Judge Randa was not content with attributing 1967 riots in Milwaukee and riots in a city in another state to people like Robinson. He trampled the cloth of fairness with personal, biased attacks against the defendant who tried to offer mitigating evidence. The Seventh Circuit outlined these inappropriate comments as follows:

 

“The district court also used ‘colorful’ language to ‘dispense with arguments that [it] did not appreciate.’ In response to Robinson’s statement that his family supports him, the court said, ‘I don’t care how nice you are. How much your family loves you. I mean, my family loves me, too.’ And in response to Robinson’s statement that he and his finance intended to move to Alabama in order to leave behind negative influences in Wisconsin and Illinois, the court pointed out that Robinson had five children by four different mothers, and questioned whether he was really prepared to support all five. Robinson’s childcare arrangements might be relevant to his sentence in some purposes. The fact that he has children with multiple murders is not, however, ‘the real problem’ (in the judge’s words) that his sentence is meant to address.”

 

  • 3553(a): Judge’s Duty to Ensure Fairness

 

The commands of § 3553(a) and the recommendations of the U.S. Sentencing Guidelines notwithstanding, federal sentencing can be, and too frequently is, a flawed process.

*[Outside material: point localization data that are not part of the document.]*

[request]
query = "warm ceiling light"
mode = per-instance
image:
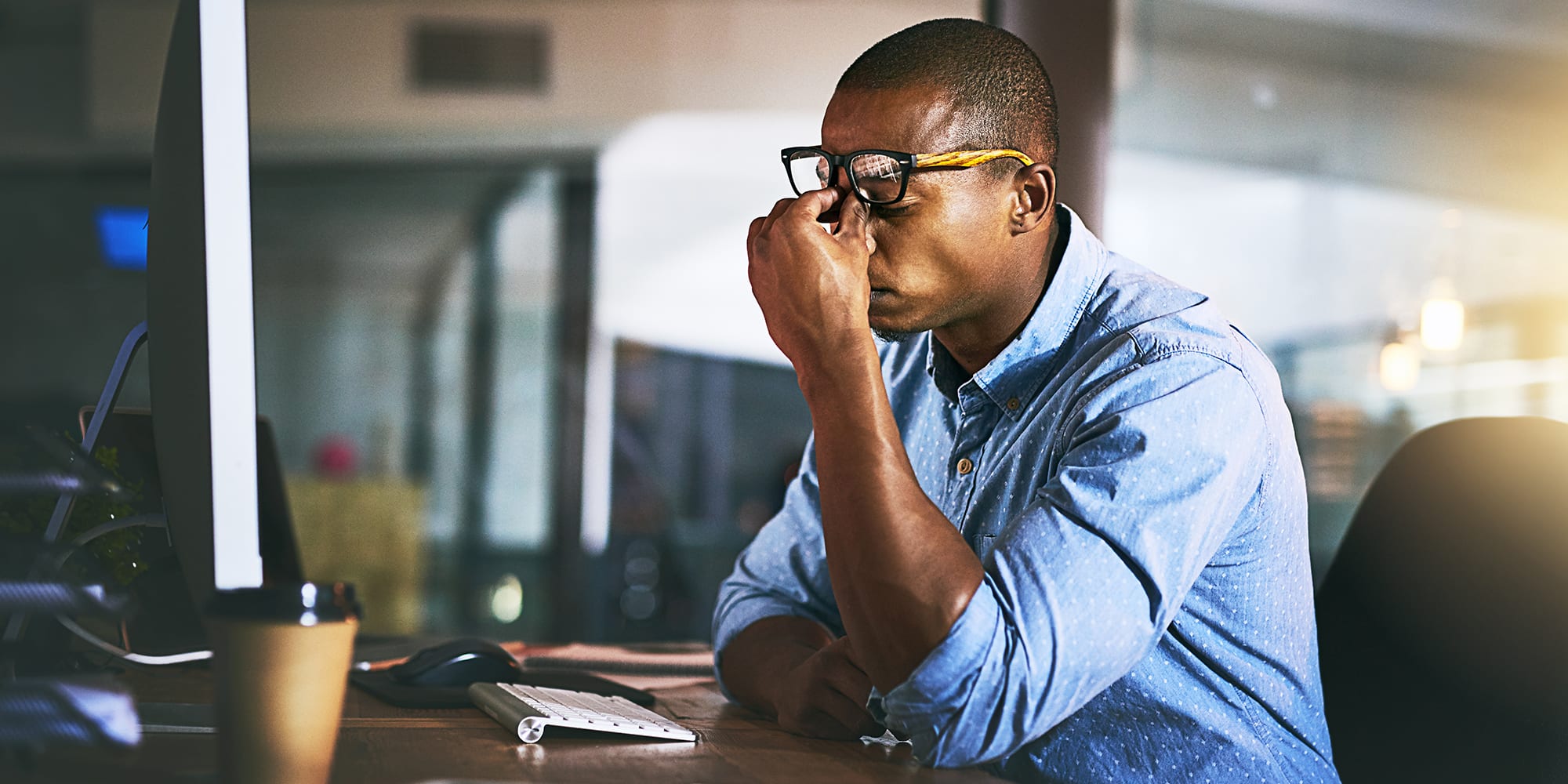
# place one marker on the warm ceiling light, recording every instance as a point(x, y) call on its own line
point(1399, 368)
point(1442, 324)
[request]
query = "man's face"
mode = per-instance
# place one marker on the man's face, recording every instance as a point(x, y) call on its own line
point(940, 253)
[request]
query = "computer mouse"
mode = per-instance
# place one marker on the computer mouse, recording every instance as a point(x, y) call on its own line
point(459, 664)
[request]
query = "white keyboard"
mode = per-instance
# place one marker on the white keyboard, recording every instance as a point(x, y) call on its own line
point(531, 710)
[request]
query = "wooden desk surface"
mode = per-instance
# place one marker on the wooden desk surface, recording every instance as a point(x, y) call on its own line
point(391, 746)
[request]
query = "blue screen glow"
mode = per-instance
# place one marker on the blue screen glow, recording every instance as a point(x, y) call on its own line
point(123, 234)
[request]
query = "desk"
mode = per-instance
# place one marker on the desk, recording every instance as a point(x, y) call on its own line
point(393, 746)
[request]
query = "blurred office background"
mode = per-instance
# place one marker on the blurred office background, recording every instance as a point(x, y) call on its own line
point(504, 332)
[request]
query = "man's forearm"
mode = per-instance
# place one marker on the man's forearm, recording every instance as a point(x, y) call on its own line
point(901, 572)
point(757, 659)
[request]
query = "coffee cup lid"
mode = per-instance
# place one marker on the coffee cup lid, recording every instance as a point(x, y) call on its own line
point(289, 603)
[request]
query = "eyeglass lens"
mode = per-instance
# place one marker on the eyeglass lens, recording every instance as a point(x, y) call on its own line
point(876, 176)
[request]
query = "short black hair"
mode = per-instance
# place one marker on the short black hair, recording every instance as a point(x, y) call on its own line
point(1000, 90)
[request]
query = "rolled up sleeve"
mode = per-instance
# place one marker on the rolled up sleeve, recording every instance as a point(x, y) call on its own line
point(783, 572)
point(1083, 584)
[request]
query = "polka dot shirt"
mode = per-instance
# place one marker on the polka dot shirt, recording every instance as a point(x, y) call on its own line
point(1128, 476)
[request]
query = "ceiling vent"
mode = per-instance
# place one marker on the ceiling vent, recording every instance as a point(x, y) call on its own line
point(459, 57)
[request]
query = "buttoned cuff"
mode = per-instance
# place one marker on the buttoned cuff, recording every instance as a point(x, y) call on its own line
point(736, 619)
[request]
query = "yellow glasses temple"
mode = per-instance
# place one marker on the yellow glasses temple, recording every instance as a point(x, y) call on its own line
point(970, 158)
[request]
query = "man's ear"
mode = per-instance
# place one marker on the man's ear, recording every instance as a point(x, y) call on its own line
point(1034, 198)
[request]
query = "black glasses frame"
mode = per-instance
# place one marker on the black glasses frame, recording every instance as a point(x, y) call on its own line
point(837, 162)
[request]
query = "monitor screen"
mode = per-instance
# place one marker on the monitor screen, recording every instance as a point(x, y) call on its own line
point(123, 236)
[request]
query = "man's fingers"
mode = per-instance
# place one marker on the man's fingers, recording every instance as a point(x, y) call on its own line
point(851, 681)
point(752, 236)
point(779, 211)
point(811, 205)
point(852, 222)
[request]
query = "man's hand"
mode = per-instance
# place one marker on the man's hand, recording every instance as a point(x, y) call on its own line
point(811, 285)
point(826, 697)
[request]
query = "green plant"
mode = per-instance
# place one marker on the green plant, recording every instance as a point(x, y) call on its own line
point(117, 553)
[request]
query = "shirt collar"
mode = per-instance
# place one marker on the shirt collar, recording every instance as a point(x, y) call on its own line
point(1020, 371)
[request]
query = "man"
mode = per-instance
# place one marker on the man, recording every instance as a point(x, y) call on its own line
point(1056, 524)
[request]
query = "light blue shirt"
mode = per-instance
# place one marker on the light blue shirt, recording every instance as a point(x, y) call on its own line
point(1138, 501)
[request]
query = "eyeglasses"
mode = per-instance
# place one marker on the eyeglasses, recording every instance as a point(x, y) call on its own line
point(879, 176)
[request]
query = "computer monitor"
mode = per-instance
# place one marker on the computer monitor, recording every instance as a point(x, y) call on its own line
point(200, 307)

A federal judge has an inflexible duty to ensure fairness in the process and to explain how this duty is fulfilled in the choice of sentence he or she elects to impose. A federal judge’s political, social or religious views has no place in the process, nor is a judge’s personal bias against a particular kind of criminal activity appropriate in fashioning a sentence.

 

The Seventh Circuit vacated Robinson’s sentence and remanded the case back to Judge Randa for resentencing. The 84-month sentence may have been appropriate inasmuch as it was within the guidelines range, but the judge’s extraneous and highly inappropriate social commentary precluded the court of appeals from making that determination.

 

The Robinson decision offers constructive instruction for criminal defense attorneys—always remain vigilant at sentencing to protect a defendant from a judge’s personal views and biases that could compromise the fairness of the process. Judges are just as prone to mistakes as are prosecutors and criminal defense attorneys.